Quantified Care (formerly Smartphone Physical) has developed a marketplace of connected health devices to help clinicians choose tools for their practice. Current Quantified Care partners include AliveCor, iHealth, Withings, MobiSante, and CellScope. The company wants to use the funds from its current Indiegogo campaign to launch the marketplace. The campaign has raised $6,000 of its $16,000 goal so far.
The company was a part of DreamIt Health's 2014 Baltimore accelerator, which began earlier this year. At the time it described itself as a “large-scale demonstration of a series of smartphone-based devices that provide clinically relevant information,” including many of the smartphone-connected medical devices MobiHealthNews has written about in the past.
Paris-based health device company BioSerenity, UK-based epilepsy organization Epilepsy Action, and France-based eplilepsy organization EFAPPE collaborated to develop WEMU, a smart clothing system that monitors epilepsy. According to the Indiegogo page, to treat epilepsy, doctors need to record a seizure to better understand the condition.
While this kind of monitoring is generally conducted at a hospital with a fixed EEG system, BioSerenity's alternative is a shirt and hat embedded with EEG, ECG, and EMG sensors. It records brain activity for several days at a time, which increases the chance that the system will record a seizure.

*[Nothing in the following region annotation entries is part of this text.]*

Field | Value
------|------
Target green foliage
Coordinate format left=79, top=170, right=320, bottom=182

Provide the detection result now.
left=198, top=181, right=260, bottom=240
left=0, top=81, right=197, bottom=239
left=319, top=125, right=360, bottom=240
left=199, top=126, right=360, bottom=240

The data is collected via Bluetooth and sent to a companion app. The information is stored locally and also sent to a secure cloud system from which a doctor can see the data. The data will also be sent to research organizations that have partnered with BioSerenity so that researchers can use it to help them develop pattern detection systems.

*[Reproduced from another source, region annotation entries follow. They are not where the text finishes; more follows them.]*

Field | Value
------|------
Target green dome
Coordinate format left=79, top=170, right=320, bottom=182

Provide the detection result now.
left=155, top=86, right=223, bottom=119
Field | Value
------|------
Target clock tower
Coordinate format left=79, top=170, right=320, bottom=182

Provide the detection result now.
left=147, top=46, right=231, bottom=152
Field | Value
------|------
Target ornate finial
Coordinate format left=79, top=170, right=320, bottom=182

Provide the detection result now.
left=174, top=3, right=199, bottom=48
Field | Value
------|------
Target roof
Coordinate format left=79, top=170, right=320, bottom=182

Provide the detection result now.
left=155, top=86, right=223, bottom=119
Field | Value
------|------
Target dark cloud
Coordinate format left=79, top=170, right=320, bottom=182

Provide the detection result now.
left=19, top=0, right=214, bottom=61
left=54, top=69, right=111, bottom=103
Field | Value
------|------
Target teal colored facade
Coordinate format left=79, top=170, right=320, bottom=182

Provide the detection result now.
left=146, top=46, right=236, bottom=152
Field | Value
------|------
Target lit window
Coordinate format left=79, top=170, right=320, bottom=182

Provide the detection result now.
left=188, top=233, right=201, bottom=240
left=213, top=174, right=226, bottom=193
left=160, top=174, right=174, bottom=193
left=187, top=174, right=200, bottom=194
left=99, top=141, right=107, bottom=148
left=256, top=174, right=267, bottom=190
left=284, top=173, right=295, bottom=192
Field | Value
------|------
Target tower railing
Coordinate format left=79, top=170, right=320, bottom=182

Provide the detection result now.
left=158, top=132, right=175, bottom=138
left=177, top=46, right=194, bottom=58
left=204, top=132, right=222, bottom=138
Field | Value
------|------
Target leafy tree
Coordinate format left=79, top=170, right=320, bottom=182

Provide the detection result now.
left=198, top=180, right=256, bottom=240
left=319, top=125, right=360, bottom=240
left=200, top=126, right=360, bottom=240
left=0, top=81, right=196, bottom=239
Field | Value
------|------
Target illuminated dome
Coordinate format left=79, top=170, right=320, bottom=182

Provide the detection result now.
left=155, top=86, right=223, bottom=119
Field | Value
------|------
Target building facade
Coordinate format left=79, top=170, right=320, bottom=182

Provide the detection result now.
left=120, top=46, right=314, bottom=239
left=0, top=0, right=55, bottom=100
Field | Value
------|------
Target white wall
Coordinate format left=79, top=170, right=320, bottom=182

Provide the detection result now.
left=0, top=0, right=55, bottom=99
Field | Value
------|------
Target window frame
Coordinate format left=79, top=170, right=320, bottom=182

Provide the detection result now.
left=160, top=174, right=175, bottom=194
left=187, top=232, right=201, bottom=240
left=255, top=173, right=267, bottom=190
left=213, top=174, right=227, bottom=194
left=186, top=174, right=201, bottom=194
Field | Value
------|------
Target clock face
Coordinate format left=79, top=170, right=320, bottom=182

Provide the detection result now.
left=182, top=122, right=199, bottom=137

Call-A-Doc's product, called mylifePERX, is an app that allows patients to connect with physicians. To use the software, patients just fill out health information on the app and then are connected to a doctor who is licensed in their state. Sessions are not set to a time limit and afterwards, the doctor can diagnose the problem and send a prescription to a local pharmacy if necessary. The average callback time for the service is 22 minutes.

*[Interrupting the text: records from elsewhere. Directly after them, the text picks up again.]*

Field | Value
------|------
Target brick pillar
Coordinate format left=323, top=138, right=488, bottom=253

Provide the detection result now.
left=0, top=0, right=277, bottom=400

The company will use the funds to expand their service to rural areas. The campaign adds that the average price for the service is $10 to $15 per month for a family of four, with no additional consultation fee. mylifePERX already offers telehealth kiosks.
The company has raised $1,000 of its $25,000 goal.
LifeTip is a connected device that monitors movements, steps, calories consumed, back posture, temperature, and ECG. The company created a woman's version which is designed to attach to a woman's bra magnetically and the man's version can be inserted into a LifeTip shirt. According to the company, the sensors don't need to touch the skin to sense these metrics.
The campaign also explains that the device "tracks and analyzes your electrical heart activity (ECG), is able to promptly recognize deadly arrhythmias with an immediate call for emergency medical services while you are unconscious. Moreover it can prompt and guide people who are near you to start cardiopulmonary resuscitation with appropriate messages."
While the LifeTip campaigners say the device is not a medical device in their frequently asked questions section, some of the claims made in the campaign page would likely put it into FDA-regulated territory. Given that the LifeTip team is hanging their hat on their ECG sensing as a differentiator, this may cause the company some trouble in the US market.
The company has raised $10,852 of its $65,000 goal.
ActvContent has developed a smartband that is aimed at the whole family. The wristworn wearable tracks sleep and fitness, but also helps family members locate each other. Families can even create a digital zone for a family member, so if that person leaves a perimeter while wearing the band, others will be alerted.
The campaign encourages the family to get active together. From a connected app, users can see how many steps everyone in their family has taken and they can also set goals.
So far, the device has raised $15,000 of its $50,000 goal.